Thursday, November 12, 2009

Doing My Job Without A Home

I was never promised an office...a new camera, yes, and a new computer, but never an office.
There is a lot to be said for each employee having at least a small space to call ‘home’. A place for personal effects...a comb, a tube of lipstick...whatever you might need before rushing off to the next appointment. Maybe a photo or two of kids and grandkids...anything homey to make you feel less ‘out there’ and still connected to your primary residence. All this takes having your own space to place these things in...say just a cubicle...or even a cardtable in a corner somewhere.
Well, I have no place to hang a hat...good thing they are out of style!
I have taken up an attitude of kinship with the old western writer, Louis L’Amour...who said he could write with a typewriter on his lap sitting in the middle of Sunset Blvd.
So why am I whining? Actually, I’m not...
I love my job...can you believe it is possible to even say that phrase with an ounce of sincerity? I do!...I love my job. Everyday is exciting...something new. I’m still holding my breath...afraid that someone will discover that there is an employee out there that is actually having a great time doing her job...and fire her! (“We can’t have people actually liking what they do! Never heard of such a thing!...can’t let that get out around town...fire her!”)
Now, maybe everyday is exciting because I’m over 50 and have to relearn where everything is everyday...as in “where did I put that on the hard drive”?
Or, maybe the excitement comes from having the best of both worlds. After working full time for some years I now get to clock out and go home at noon everyday. I am actually cleaning out my cupboards and home has become a place that I truly enjoy now that it is becoming neat and orderly.
Whatever. All that to say this:
I don’t have to have a cubicle or a hatrack. The end of the boardroom -sized table that serves my needs each morning is just fine! And I have the added blessing of putting everything back in my briefcase and leaving an uncluttered table to return to the next day. No messy desk glaring at me first thing every morning! Maybe that in itself gives everyday a fresh start with a great attitude! (Whispering: I love my job!)
(2000)

December's Pure Joy

My husband and I just returned from Hatfield Park. It’s a quiet little park nestled beside a pond in rural Oklahoma. This morning the park was even quieter than usual due to the snow, which had fallen throughout the night. There are now four inches of that wonderful stuff piled up outdoors. As I sit in my cozy recliner, with a view of our snowy backyard, I begin re-living my morning experience at the park.
As we made preparations to take the dogs for a run at the park, I tucked a black plastic trash bag “sled” into my pocket, and we headed out to our 4-WD vehicle. On the road to the park I received a professor/lawyer lecture from my husband (# 499 in the ongoing series) about the risks involved in not being certain of what is under the snow, especially when it is just a black plastic trash bag separating me from the earth.
(I wonder if there happens to be a university somewhere that gives out honorary degrees to professor’s wives with attentive listening skills? Possibly some sort of a “BS” degree?)

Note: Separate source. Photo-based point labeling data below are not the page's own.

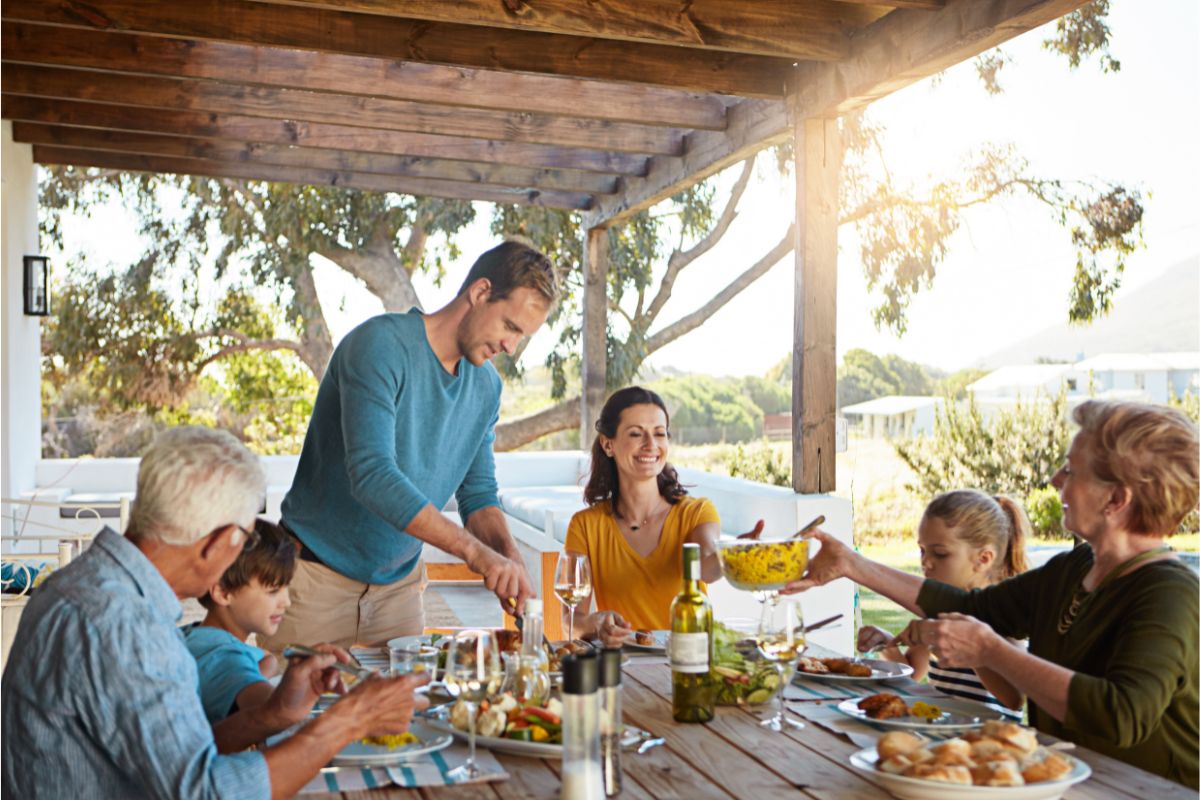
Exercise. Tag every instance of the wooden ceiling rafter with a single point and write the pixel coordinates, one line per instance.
(445, 43)
(228, 150)
(186, 94)
(309, 134)
(371, 182)
(378, 77)
(786, 29)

We arrived at the park, I began climbing a steep hill that was just perfect for sledding. Being a grandmother (in my 50’s) I was a bit awkward. This used to be much easier! Hoping to scout out the path I would soon travel down, I used my Nike’s as “bump detectors” and made my way to the top of the hill.

I sat down on my “sled”, and then it happened. Pure joy! I slid my way down through some sort of midlife star gate. When I reached the bottom of the hill it was as if my whole world changed from black and white to color, and I felt totally alive. I don’t believe that would have happened if I had been on a real sled, or a saucer, protecting me from feeling the earth beneath me.
My thirst to repeat the experience kept me climbing up that hill several more times. Two of those times, my scruffy dog, Jake, rode down the hill on top of me.
Jake is my inspiration for cutting loose and enjoying, with pure abandon, whatever is occurring at the present moment. Living in town without a fenced yard Jake stays tied up most of the time. When he does get turned loose he is ecstatic. His joy is boundless, and he runs non-stop.

I stay “tied up” most of the time also - my fenceless yard being grown-up responsibilities. These consume my days, and sometimes my evenings, leaving me numbed and exhausted and falling into bed early so that I can get up the next morning and do the same thing all over again, but not today. Today I stood on the top of a snowy hill and called to my inner child to come out and play.

(2001)

Whistling Gophers

My husband just got back from the coffee shop - our local source of important information. He must have been talking about new cars again. A buddy told him to watch out for the "whistling gophers". Now that term may not be new to you - but it sure was to us.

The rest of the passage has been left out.